Talking about a revolution

17 May 2004


Talking about a revolution: Transformation Through Occupation aims to change the way occupational therapists view their discipline.

First books are meant to be modest affairs.

But in Transformation Through Occupation, the first fully-fledged book to come out of UCT's Division of Occupational Therapy - there'd been one booklet before - the 18 authors, most with past or present ties to UCT, are aiming high. They want to revolutionise how their discipline is perceived and practised around the world.

The bulk of the book records the grassroots projects and research of UCT occupational therapists done with and in communities around South Africa. Nothing astounding in that, one would think. But the very fact that these projects were run in the communities themselves, rather than from advanced-but-inaccessible clinics and hospitals in leafy suburbs, makes the research and the work stand out from anything else done in the world.
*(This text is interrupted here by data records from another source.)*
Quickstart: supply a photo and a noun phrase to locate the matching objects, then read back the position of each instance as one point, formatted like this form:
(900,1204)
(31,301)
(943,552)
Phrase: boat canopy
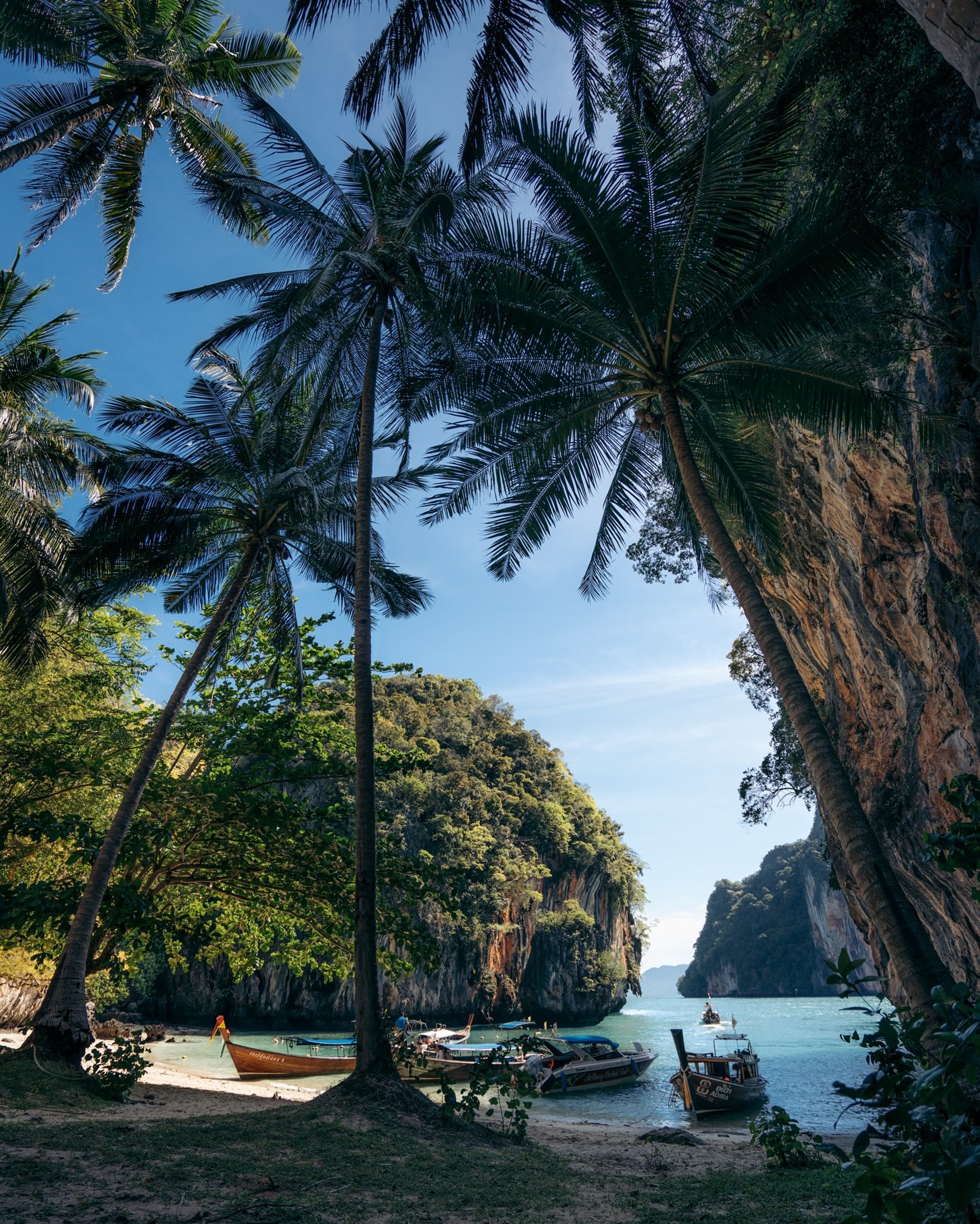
(475,1049)
(317,1041)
With the looming retirement of Associate Professor Ruth Watson (now Emeritus Associate Professor), longstanding head of the division, at the end of 2002, there was some anxiety about what would happen to the section in the wake of Watson's departure. In particular, there were worries among staff and students that the philosophy that Watson - spearhead and guru - and others had tried to inculcate in students would be lost.
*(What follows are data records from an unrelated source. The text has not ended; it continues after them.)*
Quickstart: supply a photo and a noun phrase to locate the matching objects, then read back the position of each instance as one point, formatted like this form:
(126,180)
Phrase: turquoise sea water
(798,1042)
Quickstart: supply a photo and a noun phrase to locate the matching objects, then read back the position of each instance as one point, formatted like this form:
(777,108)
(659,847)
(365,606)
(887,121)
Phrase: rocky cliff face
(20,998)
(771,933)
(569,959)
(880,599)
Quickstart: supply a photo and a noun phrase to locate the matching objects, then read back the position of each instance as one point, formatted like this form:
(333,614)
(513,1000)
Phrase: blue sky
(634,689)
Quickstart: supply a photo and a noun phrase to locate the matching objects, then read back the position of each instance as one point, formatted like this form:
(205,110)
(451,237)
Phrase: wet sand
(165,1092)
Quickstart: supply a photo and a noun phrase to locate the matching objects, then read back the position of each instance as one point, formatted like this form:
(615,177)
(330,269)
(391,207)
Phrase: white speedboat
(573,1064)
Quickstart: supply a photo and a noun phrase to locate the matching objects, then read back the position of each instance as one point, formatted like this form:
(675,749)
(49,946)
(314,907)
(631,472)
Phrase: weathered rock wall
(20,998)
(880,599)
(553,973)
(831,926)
Under Watson's leadership, the division had developed an innovative approach to occupational therapy in South Africa, explains Professor Leslie Swartz, formerly of UCT but now of the University of Stellenbosch and the Human Sciences Research Council (HSRC). "They had taken the discipline and moved it from a solely clinical discipline, which focused on helping an individual with a particular pathology, to a more population-based discipline, which is much more appropriate for our context," he says. "It was an attempt to make the skills that occupational therapists have available to a much broader community with a much broader scope of practice, which is unusual and innovative in international practice."

Adds Associate Professor Lana van Niekerk, one of the book's contributors and Watson's successor as head of occupational therapy at UCT: "Professor Watson and many of us had started to reinterpret occupational therapy practice." The reinterpretation was based on the concept of "occupational justice", which decrees that people, be they adults at work or children at play, have a right to meaningful occupations. "If you go to the philosophical roots of the profession," comments Van Niekerk, "our interpretation is not about making symptoms better - it's about people being able to participate in work, in leisure, and being able to take care of themselves and their environments."

Through discussions with Swartz, initially sought out to help with staff development, it soon became clear that a book was on the cards. For the first time the text would commit the division's reinterpretation of the discipline to paper. Watson and Swartz would act as editors, it was agreed, while the students and staff would write up the research papers.

With Swartz regularly cracking the whip, the last i's were dotted and the final t's were crossed in the latter part of 2003. The first section covered the theoretical aspects of this new philosophy of occupational therapy, while the rest of the book, penned by the researchers, tackled topics such as the occupational struggles (work, domestic roles) of fathers with HIV/AIDS, how the very act of playing can influence the general health of children with HIV/AIDS, and psychiatric disability in the world of work.

This new model, believe the authors, has legs. Even wealthy first-world nations are no longer the homogenous entities they once were, reshaped by both the influx of migrants and refugees and the greater mobility associated with globalisation. Medical professionals in these countries now have to cope with large numbers of communities, similar to those in South Africa, who are unable to access the services of occupational therapists who, by and large, are still concentrated in hospitals and clinics. "People around the world are looking for models that are not rooted primarily in the United States or primarily in Europe," says Swartz.

And any qualms that the authors don't have the coalface facts or credentials to back up their theoretical claims are easily laid to rest, notes Van Niekerk. "Most of the book, in chapter after chapter after chapter, is about how people interpret occupational therapy practice through doing research and service at the same time. The theories were developed in practice."

Among those taken with the book is Emeritus Professor Betty Hasselkus of the University of Wisconsin-Madison in the US, who writes in her foreword that its message is no different from the message of occupational therapy that has been around for decades. "But the context of a developing country such as South Africa mandates a re-interpretation of the message - a reorientation toward community and populations in order to position occupational therapists to act as catalysts for social transformation," she says.

"This book is a gift to the profession of occupational therapy."

Contributors: Miriam Altman, Hilary Beeton, Kathleen Brodrick, Helen Buchanan, Lizahn Cloete, Zelda Coetzee, Madeleine Duncan, Marion Fourie, Roshan Galvaan, Dr Craig Higson-Smith, Kashifa Lagerdien, Theresa Lorenzo, Elelwani Ramugondo, Dr Linda Richter, Prof Leslie Swartz, Assoc Prof Lana van Niekerk, Emer Prof Ruth Watson, Karin Weskamp.